Yani ben bilim aleminin benim Rana'ya sinirlenmemi engelleyecek herhangi bir güçlü sakinleştirici bulabileceğinden tamamen umudumu kesmişken, bunu Proust'un yapabilmesi gerçek bir mucize yemin ediyorum.
* * *
Genel Yayın Yönetmeni Ertuğrul Özkök'e -ki kendisi son 100 yılın en seksi erkekleri listesine 11'inci sıradan hem de Antonio Banderas'tan bile ön sırada girmeyi başarmış kişidir- Proust'u okuduğum müjdesini cuma günü sabah saatlerinde verdim.
Bu haberi duyunca telefonda uzun bir sessizlik oldu.
Sonra ‘‘Sen artık iyice kafayı yedin’’ dedi.
Belki de Proust'un insan yaşamını radikal olarak değiştirecek gücü gerçekten vardır kim bilir.
Örneğin bu kitabın toplamı o kadar ağır ki insan bunu rahatlıkla genel yayın yönetmenini öldürmek için kullanabilir.
Son derece orijinal olur bu cinayet. Düşünsenize, ertesi günkü Hürriyet Gazetesi'nin sürmanşetini: ‘Sapık Yazar Genel Yayın Yönetmenini Proust ile Öldürdü.’

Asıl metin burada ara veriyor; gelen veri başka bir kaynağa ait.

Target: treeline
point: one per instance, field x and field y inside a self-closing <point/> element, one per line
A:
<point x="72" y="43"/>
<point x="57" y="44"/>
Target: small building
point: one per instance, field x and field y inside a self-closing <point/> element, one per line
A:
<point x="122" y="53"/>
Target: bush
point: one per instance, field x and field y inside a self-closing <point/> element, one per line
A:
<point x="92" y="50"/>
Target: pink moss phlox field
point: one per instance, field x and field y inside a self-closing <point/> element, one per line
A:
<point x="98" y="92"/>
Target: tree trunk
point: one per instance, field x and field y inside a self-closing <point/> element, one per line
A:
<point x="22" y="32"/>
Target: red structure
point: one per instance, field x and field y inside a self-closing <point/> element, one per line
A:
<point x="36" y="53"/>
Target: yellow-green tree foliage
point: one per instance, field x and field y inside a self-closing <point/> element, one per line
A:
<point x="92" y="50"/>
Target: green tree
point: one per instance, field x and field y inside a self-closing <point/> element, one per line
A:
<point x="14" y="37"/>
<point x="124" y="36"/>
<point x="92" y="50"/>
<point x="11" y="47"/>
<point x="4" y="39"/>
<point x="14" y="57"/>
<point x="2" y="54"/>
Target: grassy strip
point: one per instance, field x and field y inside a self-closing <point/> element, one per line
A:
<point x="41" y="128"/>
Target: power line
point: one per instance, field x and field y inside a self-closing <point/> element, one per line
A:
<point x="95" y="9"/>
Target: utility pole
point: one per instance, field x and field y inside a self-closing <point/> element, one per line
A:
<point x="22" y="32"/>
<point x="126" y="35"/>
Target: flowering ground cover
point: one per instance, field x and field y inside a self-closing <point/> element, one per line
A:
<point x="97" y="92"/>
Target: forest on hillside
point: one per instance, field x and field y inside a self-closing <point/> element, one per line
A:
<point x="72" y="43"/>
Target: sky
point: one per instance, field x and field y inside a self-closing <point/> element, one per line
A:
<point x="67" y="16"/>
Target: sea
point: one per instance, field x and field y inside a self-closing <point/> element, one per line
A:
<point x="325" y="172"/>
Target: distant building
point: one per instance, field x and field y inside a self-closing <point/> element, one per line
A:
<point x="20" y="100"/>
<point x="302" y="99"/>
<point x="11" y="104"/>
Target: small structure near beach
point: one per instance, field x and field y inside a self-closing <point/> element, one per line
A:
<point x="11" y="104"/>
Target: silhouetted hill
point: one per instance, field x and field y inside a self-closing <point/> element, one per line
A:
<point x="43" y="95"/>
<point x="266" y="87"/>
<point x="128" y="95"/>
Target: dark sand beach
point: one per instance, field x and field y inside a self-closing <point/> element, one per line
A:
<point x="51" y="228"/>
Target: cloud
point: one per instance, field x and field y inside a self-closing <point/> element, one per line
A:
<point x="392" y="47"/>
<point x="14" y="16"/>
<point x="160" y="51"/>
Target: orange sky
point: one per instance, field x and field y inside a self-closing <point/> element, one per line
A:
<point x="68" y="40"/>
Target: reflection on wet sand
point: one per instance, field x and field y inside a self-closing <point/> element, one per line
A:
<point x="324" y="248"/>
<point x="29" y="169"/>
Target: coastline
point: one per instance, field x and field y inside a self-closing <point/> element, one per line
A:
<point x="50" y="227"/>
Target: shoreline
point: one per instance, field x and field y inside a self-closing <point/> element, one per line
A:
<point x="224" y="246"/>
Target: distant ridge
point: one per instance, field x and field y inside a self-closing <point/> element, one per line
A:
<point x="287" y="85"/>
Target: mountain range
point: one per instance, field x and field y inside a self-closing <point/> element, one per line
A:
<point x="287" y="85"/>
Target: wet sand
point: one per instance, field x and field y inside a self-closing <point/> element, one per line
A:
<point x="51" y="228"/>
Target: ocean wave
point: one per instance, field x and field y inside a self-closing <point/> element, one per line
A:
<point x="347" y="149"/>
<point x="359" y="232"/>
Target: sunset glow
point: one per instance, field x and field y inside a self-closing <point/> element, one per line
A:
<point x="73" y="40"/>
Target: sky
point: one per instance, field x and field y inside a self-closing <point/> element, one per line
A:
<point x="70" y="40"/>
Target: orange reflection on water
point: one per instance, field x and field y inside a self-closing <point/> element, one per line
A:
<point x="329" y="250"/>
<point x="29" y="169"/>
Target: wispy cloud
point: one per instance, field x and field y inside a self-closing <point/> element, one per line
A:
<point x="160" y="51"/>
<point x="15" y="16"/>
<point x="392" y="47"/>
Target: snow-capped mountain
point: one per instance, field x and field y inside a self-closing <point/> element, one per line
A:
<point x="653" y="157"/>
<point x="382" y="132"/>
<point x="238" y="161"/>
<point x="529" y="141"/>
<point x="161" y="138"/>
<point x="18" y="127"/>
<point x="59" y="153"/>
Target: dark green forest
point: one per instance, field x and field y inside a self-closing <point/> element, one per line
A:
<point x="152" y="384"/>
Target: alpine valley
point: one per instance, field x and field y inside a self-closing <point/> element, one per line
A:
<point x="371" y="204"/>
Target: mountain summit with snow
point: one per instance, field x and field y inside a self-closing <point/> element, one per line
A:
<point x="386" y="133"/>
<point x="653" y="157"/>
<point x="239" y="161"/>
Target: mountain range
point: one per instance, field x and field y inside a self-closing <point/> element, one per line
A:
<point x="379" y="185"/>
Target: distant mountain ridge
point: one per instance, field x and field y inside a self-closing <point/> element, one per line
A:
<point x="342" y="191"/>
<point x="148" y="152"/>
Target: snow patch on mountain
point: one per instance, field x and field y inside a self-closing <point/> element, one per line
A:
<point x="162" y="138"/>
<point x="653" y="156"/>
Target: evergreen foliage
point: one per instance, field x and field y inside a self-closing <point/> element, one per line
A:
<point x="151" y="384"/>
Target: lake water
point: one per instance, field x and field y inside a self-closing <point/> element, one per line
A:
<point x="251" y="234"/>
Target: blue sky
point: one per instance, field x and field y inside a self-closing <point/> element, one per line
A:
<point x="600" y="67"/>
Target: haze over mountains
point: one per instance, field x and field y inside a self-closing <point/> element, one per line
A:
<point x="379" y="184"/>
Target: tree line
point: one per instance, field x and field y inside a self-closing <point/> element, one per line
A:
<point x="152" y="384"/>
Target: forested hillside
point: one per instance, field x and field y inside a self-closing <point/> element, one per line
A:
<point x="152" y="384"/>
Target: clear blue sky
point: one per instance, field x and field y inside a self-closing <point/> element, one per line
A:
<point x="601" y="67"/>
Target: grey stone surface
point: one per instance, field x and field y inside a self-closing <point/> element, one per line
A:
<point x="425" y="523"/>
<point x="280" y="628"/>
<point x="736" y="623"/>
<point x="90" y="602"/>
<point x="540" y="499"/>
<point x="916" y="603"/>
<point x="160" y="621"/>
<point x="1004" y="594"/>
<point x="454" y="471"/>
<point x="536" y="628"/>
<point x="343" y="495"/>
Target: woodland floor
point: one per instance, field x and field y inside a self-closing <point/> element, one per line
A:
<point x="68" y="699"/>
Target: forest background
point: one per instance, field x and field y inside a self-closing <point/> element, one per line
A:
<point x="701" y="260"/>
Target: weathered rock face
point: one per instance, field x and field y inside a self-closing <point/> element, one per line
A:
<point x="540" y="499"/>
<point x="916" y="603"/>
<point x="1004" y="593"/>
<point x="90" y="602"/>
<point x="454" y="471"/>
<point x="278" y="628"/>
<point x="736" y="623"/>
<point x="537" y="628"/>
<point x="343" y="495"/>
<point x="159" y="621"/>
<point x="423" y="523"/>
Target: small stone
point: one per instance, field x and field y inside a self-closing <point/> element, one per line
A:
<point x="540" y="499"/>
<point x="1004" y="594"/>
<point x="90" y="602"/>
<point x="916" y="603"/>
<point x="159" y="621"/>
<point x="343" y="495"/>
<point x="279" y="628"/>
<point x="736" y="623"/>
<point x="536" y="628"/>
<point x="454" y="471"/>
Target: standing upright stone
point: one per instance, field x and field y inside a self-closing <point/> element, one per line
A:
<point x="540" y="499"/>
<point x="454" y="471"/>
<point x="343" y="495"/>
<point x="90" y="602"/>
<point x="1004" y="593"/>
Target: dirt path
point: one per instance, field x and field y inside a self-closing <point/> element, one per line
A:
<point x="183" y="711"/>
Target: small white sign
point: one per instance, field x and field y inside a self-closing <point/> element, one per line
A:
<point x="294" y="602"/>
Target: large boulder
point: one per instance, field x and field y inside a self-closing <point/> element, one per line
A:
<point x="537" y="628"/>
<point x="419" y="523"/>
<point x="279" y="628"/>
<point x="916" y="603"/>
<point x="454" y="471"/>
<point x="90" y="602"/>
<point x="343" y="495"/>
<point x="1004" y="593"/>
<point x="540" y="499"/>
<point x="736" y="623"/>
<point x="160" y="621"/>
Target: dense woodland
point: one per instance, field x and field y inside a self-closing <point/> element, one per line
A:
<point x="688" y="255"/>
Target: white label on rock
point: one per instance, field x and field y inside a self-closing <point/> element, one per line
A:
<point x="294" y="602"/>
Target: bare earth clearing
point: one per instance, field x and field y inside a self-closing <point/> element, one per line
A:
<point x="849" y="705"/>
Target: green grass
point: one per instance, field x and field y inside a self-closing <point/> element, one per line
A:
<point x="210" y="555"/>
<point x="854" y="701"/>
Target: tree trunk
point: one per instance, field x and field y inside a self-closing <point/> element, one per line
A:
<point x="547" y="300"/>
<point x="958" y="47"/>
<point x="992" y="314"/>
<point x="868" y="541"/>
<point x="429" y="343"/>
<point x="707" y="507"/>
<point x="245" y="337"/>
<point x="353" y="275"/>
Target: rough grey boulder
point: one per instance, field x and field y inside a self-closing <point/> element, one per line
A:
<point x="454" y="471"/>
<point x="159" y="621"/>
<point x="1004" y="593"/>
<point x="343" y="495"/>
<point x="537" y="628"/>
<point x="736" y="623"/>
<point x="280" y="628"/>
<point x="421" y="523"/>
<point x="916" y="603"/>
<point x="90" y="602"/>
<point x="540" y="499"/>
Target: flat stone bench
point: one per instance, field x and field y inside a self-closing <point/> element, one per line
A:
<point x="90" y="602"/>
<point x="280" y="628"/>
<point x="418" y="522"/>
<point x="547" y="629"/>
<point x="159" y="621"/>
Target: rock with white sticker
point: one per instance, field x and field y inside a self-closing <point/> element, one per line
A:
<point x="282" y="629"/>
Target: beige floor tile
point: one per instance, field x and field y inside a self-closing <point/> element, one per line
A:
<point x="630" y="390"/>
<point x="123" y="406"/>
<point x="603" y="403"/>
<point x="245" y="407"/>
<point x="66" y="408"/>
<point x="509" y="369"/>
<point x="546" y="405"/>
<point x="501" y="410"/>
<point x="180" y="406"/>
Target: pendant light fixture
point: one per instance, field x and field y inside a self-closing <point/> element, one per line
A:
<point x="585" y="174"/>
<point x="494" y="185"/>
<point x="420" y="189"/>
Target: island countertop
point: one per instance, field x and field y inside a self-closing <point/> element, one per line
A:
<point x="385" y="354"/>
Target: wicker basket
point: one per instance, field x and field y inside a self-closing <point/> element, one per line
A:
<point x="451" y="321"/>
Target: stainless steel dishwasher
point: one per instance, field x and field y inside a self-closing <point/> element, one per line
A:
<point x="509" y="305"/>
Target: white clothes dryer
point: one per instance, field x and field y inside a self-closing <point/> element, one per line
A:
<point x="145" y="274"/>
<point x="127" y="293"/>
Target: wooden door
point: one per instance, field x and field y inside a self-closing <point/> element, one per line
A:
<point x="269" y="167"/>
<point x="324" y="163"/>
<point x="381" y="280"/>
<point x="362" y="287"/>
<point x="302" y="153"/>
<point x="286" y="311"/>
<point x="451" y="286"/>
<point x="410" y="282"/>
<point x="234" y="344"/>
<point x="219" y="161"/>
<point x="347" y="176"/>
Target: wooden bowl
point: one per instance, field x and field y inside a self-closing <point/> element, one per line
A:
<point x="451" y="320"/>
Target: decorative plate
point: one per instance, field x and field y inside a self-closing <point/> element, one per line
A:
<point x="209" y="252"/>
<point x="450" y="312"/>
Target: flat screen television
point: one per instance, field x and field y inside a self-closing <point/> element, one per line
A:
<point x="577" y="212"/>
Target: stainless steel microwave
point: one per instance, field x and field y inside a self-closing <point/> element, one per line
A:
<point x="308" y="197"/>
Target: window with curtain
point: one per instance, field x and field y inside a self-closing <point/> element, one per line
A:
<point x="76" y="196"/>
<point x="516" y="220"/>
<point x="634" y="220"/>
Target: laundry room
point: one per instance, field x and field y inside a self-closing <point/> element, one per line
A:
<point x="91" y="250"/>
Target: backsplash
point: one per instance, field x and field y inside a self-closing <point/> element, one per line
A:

Alt başlık ise muhtemelen şöyle olacaktır: Proust Genel Yayın Yönetmeni'ne ağır geldi. Polis kaynakları ‘cinayet silahı Tom Clancy olsaydı genel yayın yönetmeninin kurtulma ihtimali vardı. Ama Proust’tan kurtulmak kolay değil' dediler.
Evet evet Proust insanın hayatını kesinlikle değiştirecek potansiyele sahip. Bunu yüreğimde hissediyorum.